In the big news of the day Thursday, an FDA panel rejected the first new diet pill developed in over a decade, a combination of the old standby phentermine with the anticonvulsant topiramate. Flimsy excuses like “heart attacks” and “psychiatric problems” were offered, but I think we all know what the issue was:

Vivus Inc., whose stock prices, reputation and business were riding on this new drug, named it Qnexa, a name that doesn’t even approach hailing distance of a word, yet manages to suggest both “anorexia” and a winning move in Scrabble. Naturally, Vivus doesn’t offer any documentation on how to pronounce this non-word, and now that it’s set to join Fen-phen in the dustbin of pharmaceuticals, I don’t suppose they’ll ever bother.

But this suggests a real failure in marketing. Everyone knows that naming a drug is important for marketing to consumers. It’s well known in the food industry that people eat with their eyes — but they dope with their ears. Nobody would smoke crack if it were called “fart”, while “Viagra” is a poem unto itself. Vivus may have thought they could iron out their horrible nomenclature after it got approved, but perhaps they forgot that FDA regulators are people too; FDA regulators consider marketing as much as the rest of us. Indeed, more so. If you’re paid to think and write about medication all day, day in and day out, surely the lousy aesthetic standards in the drug industry will come to gall you. How else can you strike back?
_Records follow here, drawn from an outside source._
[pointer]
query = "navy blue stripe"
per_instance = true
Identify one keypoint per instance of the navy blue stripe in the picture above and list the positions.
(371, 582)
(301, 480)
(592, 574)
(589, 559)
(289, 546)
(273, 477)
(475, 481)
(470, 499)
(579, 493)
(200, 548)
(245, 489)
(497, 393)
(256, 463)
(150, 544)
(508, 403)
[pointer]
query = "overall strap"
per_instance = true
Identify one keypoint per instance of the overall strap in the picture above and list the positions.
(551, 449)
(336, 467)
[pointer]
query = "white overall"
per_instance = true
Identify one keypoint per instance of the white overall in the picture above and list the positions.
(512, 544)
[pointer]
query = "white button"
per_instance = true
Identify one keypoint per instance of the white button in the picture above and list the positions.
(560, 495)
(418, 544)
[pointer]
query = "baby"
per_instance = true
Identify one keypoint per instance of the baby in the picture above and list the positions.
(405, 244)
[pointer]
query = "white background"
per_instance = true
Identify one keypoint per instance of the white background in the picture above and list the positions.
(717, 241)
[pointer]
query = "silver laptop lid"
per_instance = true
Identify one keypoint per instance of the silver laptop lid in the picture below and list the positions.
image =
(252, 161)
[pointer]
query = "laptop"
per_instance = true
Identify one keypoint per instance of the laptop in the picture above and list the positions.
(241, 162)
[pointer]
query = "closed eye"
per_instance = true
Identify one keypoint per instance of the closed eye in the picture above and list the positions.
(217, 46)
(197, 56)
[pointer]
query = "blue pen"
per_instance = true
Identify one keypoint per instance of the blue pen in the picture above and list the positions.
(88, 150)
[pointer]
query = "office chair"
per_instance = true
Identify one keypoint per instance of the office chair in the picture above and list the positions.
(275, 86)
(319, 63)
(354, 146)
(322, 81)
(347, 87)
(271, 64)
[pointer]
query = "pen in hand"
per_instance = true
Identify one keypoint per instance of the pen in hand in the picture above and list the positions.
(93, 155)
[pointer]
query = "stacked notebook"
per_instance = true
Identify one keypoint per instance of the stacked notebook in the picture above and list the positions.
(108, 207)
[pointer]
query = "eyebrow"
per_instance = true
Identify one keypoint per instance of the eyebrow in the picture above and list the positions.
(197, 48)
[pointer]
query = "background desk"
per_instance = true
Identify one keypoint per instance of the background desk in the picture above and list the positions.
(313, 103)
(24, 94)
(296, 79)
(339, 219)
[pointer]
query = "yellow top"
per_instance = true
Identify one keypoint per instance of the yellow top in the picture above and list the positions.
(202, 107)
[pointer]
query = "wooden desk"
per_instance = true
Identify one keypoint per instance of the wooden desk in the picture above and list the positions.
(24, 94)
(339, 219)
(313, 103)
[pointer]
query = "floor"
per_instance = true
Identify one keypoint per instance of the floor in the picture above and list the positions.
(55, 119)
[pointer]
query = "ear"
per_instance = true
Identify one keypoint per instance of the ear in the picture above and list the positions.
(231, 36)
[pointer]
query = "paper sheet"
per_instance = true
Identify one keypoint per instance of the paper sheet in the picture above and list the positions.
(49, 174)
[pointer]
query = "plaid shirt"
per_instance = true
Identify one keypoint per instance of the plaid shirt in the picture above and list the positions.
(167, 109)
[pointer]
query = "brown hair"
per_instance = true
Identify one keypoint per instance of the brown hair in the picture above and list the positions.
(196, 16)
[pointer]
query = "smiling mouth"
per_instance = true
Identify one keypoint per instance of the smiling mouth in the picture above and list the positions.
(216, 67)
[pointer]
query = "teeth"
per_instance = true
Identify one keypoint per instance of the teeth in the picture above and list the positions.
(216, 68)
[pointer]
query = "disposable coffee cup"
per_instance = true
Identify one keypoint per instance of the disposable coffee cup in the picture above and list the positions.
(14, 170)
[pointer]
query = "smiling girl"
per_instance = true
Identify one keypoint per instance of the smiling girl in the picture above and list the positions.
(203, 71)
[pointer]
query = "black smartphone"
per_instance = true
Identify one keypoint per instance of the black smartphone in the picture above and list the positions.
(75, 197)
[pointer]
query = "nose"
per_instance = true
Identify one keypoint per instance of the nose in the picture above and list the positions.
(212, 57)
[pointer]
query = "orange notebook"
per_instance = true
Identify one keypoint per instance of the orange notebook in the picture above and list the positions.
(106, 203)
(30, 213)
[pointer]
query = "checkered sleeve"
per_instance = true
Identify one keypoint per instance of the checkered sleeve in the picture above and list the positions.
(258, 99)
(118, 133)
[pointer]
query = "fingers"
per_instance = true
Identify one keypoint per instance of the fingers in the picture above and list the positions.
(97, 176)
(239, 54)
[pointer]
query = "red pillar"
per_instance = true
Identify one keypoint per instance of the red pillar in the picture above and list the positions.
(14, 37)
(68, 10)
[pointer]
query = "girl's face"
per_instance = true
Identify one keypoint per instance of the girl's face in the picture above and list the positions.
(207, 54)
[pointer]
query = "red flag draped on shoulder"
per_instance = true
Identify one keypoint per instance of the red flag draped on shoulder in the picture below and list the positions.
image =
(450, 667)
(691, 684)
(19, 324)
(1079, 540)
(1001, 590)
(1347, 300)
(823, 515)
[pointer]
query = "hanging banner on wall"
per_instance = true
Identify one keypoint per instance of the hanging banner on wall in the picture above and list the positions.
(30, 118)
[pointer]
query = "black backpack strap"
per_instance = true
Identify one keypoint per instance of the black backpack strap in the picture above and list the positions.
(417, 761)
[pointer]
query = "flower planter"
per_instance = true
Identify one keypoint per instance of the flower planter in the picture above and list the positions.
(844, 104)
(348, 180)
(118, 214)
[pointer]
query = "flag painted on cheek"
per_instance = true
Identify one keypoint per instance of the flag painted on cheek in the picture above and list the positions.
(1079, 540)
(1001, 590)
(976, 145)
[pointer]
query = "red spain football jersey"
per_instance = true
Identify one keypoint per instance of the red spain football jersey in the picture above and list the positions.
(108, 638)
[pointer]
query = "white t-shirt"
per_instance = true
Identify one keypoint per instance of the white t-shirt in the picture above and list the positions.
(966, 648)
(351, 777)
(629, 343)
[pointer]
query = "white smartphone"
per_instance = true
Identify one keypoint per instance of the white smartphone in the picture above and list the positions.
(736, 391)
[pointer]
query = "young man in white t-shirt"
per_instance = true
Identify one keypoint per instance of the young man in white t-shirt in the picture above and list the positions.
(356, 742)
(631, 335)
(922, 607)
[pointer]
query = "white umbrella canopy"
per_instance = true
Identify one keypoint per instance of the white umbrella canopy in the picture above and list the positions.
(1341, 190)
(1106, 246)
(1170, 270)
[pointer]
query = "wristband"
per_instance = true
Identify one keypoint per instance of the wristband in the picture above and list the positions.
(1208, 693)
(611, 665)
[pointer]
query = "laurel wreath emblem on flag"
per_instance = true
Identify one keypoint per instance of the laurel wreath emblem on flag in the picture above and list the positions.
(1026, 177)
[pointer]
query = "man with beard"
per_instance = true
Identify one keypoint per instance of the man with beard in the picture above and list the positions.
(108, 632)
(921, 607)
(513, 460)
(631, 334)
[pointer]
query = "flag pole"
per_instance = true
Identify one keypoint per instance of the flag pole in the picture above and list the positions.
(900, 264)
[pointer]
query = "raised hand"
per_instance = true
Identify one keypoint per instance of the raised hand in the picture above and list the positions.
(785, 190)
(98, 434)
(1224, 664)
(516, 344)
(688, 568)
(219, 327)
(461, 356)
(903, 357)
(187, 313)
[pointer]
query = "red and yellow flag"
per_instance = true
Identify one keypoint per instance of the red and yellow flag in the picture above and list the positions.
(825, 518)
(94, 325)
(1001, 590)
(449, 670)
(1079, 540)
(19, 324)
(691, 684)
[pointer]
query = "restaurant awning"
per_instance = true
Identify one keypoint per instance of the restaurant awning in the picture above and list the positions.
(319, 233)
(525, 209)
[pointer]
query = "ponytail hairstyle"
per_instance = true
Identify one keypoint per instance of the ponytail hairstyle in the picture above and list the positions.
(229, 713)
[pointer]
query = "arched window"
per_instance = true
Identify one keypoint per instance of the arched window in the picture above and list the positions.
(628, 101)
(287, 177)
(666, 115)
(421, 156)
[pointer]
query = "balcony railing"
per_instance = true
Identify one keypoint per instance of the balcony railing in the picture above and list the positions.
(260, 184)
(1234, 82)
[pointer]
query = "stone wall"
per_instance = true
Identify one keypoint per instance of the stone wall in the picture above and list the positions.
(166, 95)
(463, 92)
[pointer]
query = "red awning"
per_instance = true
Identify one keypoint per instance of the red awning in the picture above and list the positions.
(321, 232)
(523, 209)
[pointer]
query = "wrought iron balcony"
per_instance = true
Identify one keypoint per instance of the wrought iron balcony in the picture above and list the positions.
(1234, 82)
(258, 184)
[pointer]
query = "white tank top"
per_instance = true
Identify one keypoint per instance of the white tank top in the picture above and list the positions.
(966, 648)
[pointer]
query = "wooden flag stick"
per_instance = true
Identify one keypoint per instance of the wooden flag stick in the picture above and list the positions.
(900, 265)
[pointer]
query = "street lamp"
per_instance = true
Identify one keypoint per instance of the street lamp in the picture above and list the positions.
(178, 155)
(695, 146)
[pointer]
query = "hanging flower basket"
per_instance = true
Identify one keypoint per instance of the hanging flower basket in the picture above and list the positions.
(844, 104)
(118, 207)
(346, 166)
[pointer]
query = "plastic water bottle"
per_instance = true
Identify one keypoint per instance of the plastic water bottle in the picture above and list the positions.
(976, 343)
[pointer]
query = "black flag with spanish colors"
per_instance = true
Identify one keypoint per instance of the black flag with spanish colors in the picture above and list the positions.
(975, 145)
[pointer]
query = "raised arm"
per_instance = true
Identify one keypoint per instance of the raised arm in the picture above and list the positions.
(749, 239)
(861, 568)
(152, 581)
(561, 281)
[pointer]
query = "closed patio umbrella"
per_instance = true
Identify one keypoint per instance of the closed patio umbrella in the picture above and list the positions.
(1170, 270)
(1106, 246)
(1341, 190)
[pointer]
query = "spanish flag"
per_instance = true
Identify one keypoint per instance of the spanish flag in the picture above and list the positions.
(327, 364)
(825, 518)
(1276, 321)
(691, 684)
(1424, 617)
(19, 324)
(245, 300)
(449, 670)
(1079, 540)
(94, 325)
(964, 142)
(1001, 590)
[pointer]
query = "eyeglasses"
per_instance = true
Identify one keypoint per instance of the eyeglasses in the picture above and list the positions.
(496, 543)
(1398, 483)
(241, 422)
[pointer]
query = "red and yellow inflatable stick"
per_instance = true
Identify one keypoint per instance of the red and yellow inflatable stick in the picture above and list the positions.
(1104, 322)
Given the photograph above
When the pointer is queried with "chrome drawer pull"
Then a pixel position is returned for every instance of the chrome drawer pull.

In other words, if you wouldn’t take a pill called Qnexa, why would you approve a pill called Qnexa?

Triple Word Score | 2010 | <!> | Comments (3)


3 comments en “Triple Word Score”

  1. Dr. Clam says:


    Just honkin’ on the ole fart pipe…Fart babies are called such as they are born addicted to fart by fart-addicted mothers…

    You’re right, it doesn’t have the same ring to it.

  2. pjkobulnicky says:


    Gezundheit!

  3. mac01021 says:


    I just assumed it was a silent ‘Q’.